Docs and model pages

Popular model docs (each page includes defaults + what commonly causes preview mismatch for that model):


Versioning / ai-toolkit alignment

This repo publishes tags and releases. Each tag corresponds to a specific ai-toolkit version as defined by its version.py.
Since ai-toolkit does not publish tags or releases, we pin and document the exact ai-toolkit commit that contains that version.py.

ai-toolkit-inference tag ai-toolkit version (version.py) ai-toolkit commit
v0.7.19.202601281 0.7.19 73dedbf662ca604a3035daff2d2ba4635473b7bd
v0.7.20.202601291 0.7.20 a6da9e37ac414658fce66646846648b6ee0407a8
v0.7.21.202601291 0.7.21 2db090144a8e6b568104ec5808a2f957545d9c50
v0.7.23.202602241 0.7.23 de7d22c9becf5f3385348d9d5ff901536c340d0c
v0.7.24.202603201 0.7.24 57d407cfd4e2ab884993fb5c7a6373d7e6785b51
v0.7.29.202603241 0.7.29 4ad14d211a969c217bf5470213c04c6052d17592
v0.7.29.202604051 0.7.29 4ad14d211a969c217bf5470213c04c6052d17592

What this repo provides

This repo has two parts that work together:

  • src/ — the runnable inference implementation:
    • request/response schema (the parameters you actually pass)
    • model registry + defaults (what changes outputs)
    • async request lifecycle (queue → status → result)
    • per-model pipelines implemented in Diffusers
  • docs/ — developer docs:
    • a model catalog (one page per model id / pipeline family)
    • model-specific preview-mismatch notes and recommended starting settings
    • links back to the exact code that runs

If you only read one thing: treat src/ as the source of truth.


ComfyUI Custom Nodes

This repo can be used as a ComfyUI custom node pack. Install via ComfyUI-Manager for automatic dependency setup (including ostris/ai-toolkit for extended models).

See: ComfyUI.md


Quickstart HTTP API

This is the smallest runnable path if you just want an HTTP endpoint for Diffusers LoRA inference.

0) Install (once)

See: Installation

0.5) Check supported models (optional, but useful)

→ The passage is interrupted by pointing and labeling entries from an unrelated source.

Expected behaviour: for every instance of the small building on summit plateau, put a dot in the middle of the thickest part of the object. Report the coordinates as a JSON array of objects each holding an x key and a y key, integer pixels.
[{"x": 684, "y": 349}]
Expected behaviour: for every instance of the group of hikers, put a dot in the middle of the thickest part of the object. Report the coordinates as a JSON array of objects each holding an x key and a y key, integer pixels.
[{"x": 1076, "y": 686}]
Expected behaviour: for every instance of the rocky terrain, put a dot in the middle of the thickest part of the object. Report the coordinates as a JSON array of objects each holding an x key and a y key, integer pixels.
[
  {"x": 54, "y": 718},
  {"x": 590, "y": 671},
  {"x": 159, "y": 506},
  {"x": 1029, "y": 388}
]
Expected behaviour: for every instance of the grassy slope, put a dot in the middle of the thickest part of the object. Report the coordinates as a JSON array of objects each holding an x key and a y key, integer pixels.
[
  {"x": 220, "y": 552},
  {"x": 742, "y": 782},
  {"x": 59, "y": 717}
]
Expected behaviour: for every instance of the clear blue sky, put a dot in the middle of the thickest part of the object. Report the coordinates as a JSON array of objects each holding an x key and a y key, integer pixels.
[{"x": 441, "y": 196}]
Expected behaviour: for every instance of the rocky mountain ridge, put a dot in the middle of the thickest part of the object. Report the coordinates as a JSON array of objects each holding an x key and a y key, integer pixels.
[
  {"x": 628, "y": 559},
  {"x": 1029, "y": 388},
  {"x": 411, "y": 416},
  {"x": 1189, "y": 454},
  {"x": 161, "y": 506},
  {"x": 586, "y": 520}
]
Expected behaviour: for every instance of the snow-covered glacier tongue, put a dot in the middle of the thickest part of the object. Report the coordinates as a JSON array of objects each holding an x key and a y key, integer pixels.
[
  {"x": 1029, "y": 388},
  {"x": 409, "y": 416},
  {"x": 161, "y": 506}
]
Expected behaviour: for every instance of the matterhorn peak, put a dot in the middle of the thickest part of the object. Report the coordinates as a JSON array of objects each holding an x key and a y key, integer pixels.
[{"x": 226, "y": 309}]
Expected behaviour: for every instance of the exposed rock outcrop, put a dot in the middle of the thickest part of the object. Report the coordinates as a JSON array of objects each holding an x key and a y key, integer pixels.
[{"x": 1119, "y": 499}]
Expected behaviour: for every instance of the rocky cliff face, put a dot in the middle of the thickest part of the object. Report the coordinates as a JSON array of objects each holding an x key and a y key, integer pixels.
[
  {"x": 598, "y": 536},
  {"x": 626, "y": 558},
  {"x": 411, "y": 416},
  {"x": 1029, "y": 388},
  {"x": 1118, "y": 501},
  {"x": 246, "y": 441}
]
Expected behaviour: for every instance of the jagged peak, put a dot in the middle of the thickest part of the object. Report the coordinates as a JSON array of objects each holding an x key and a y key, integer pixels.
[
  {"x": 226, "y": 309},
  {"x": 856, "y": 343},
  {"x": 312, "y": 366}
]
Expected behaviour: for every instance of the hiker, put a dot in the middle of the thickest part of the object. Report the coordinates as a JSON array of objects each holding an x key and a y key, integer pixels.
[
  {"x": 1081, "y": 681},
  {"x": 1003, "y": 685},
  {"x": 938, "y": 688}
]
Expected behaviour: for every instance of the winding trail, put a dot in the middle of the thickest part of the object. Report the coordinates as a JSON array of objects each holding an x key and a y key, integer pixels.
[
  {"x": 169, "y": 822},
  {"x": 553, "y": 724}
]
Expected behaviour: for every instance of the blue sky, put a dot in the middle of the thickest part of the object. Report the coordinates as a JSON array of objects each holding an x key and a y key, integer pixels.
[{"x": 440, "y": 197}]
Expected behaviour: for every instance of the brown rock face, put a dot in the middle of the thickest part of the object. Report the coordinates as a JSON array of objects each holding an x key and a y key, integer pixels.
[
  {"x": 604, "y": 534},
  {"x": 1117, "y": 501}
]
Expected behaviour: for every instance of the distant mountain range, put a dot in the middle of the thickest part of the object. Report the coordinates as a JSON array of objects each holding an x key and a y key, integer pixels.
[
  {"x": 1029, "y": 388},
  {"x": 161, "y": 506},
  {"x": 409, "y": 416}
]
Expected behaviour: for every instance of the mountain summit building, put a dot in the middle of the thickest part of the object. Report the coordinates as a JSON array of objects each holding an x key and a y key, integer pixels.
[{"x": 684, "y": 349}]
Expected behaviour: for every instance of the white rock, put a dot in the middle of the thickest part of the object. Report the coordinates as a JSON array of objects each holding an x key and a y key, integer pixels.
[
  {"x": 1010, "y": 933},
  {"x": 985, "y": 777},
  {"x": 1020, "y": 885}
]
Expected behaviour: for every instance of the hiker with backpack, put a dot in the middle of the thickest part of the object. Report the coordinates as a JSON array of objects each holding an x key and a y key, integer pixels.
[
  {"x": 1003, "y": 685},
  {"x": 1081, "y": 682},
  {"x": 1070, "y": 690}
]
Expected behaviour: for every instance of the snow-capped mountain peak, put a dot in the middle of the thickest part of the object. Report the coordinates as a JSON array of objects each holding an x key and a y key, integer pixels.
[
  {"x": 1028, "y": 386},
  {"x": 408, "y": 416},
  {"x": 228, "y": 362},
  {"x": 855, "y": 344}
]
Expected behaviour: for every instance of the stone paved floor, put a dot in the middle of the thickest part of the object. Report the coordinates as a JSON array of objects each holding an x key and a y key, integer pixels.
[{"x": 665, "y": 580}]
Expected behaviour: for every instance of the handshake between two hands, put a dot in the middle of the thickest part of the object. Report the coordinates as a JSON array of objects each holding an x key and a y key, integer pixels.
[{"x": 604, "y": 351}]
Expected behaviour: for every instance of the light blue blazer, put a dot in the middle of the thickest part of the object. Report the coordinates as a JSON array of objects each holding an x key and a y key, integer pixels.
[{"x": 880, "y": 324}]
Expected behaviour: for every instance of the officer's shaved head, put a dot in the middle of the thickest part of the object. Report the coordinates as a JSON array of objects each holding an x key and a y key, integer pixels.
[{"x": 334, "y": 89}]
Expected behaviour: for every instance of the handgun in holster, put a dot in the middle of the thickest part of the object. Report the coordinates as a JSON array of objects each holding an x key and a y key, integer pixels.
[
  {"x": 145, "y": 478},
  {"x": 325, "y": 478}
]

curl http://localhost:8000/v1/models

1) Put your LoRA weights where the server expects them

The API takes loras[].path and resolves local paths under WORKFLOWS_BASE_PATH:

{WORKFLOWS_BASE_PATH}/{loras[].path}

Path resolution and validation live in:

Notes:

  • loras is required for all requests.
  • loras[].path must include the full filename (e.g. my_lora.safetensors).
  • Non‑MoE models accept exactly one LoRA item.
  • Wan 2.2 14B (T2V/I2V) uses MoE format with transformer: "low" / "high" (see the API section).
  • loras[].path can be a URL; the server will download and cache it.

2) Run the server

python -m uvicorn src.server:app --host 0.0.0.0 --port 8000

Entry point:

Settings / environment variables:

FastAPI docs (interactive):

  • GET /docs (Swagger UI)
  • GET /redoc

3) Submit an inference request (example: Z-Image Turbo)

curl -X POST "http://localhost:8000/v1/inference" \
  -H "Content-Type: application/json" \
  -d '{
    "model": "zimage_turbo",
    "trigger_word": "sks",
    "loras": [{"path": "my_lora_job/my_lora_job.safetensors", "network_multiplier": 1.0}],
    "prompts": [
      {
        "prompt": "[trigger] a photo of a person",
        "width": 1024,
        "height": 1024,
        "seed": 42,
        "sample_steps": 8,
        "guidance_scale": 1.0,
        "neg": ""
      }
    ]
  }'

You'll get a request_id plus status_url and result_url, then poll:

  • GET /v1/requests/{request_id}/status
  • GET /v1/requests/{request_id}/result

Request schema (authoritative):

Response schema:

Where the outputs go

Outputs are written under OUTPUT_BASE_PATH/ as local files prefixed by the request_id:

  • Images: OUTPUT_BASE_PATH/{request_id}_output_{i}.jpg
  • Videos: OUTPUT_BASE_PATH/{request_id}_output_{i}.mp4

The result endpoint returns local file_path values for images/videos (no object storage integration by default).


Installation

Requirements:

  • Python >= 3.10
  • CUDA-capable GPU with sufficient VRAM (CPU can work for some models, but will be slow)
  • ostris/ai-toolkit (optional; required for extended models—see below)
# Install PyTorch with CUDA (adjust cu126 to match your CUDA version)
pip install torch torchvision torchaudio --index-url https://download.pytorch.org/whl/cu126

# Install inference dependencies
pip install -r requirements-inference.txt

ai-toolkit for extended models

Some pipelines (FLUX.2, Chroma, HiDream, OmniGen2, Wan 2.2 I2V/5B, LTX-2) require custom classes from ostris/ai-toolkit.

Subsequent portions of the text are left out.